A new variant of mannosidosis with increased residual enzymatic activity and mild clinical manifestation

A partial deficiency of α-mannosidase was found in cultured skin fibroblasts, serum, and extracts of leukocytes in two siblings with mild mental retardation, delayed speech, a suggestion of coarse or full facies, and limited mobility of the large joints. All other lysosomal enzymes tested were within the normal range.
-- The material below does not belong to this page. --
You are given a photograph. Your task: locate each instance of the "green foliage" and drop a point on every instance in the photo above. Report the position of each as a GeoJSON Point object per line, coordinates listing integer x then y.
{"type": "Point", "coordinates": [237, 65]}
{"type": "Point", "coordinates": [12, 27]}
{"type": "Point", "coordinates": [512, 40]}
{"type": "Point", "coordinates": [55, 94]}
Their father demonstrated intermediate α-mannosidase activity. The addition of 2 mM Zn⁺⁺ caused a 40% increase of the α- mannosidase activity in cell extracts of both patients and control subjects. pH profiles and Cellogel electrophoresis of the patients’ cells indicated 20% residual activity of the acidic a-mannosidase isoenzyme (pH optimum at 4.0), whereas the activity of the isozyme with pH optimum of 6.0 was normal. Increasing substrate concentration (1-10 mM) demonstrated a 4to 5-fold increase in the apparent K_m of the acidic a-mannosidase in the patients’ fibroblasts. This residual activity, however, was apparently not sufficient for the normal catabolism of mannose-containing molecules, since electron microscopic examination of the cultured fibroblasts demonstrated numerous lysosomal storage bodies. Speculation: This family supports the concept that mannosidosis is not a homogeneous syndrome but manifests clinical as well as biochemical heterogeneity. The partial activity of acidic α-mannosidase observed in the cultured fibroblasts (approximately 20%) was insufficient for normal catabolism and allows accumulation of α-mannoside-containing substrates leading to the abnormal phenotype. Nevertheless, this deduction is based on in vitro studies using a synthetic substrate. The observation that Zn⁺⁺ causes a 40% stimulation of acidic a-mannosidase activity in the patients' cells agrees with previous findings and may be of significance in the treatment of such cases.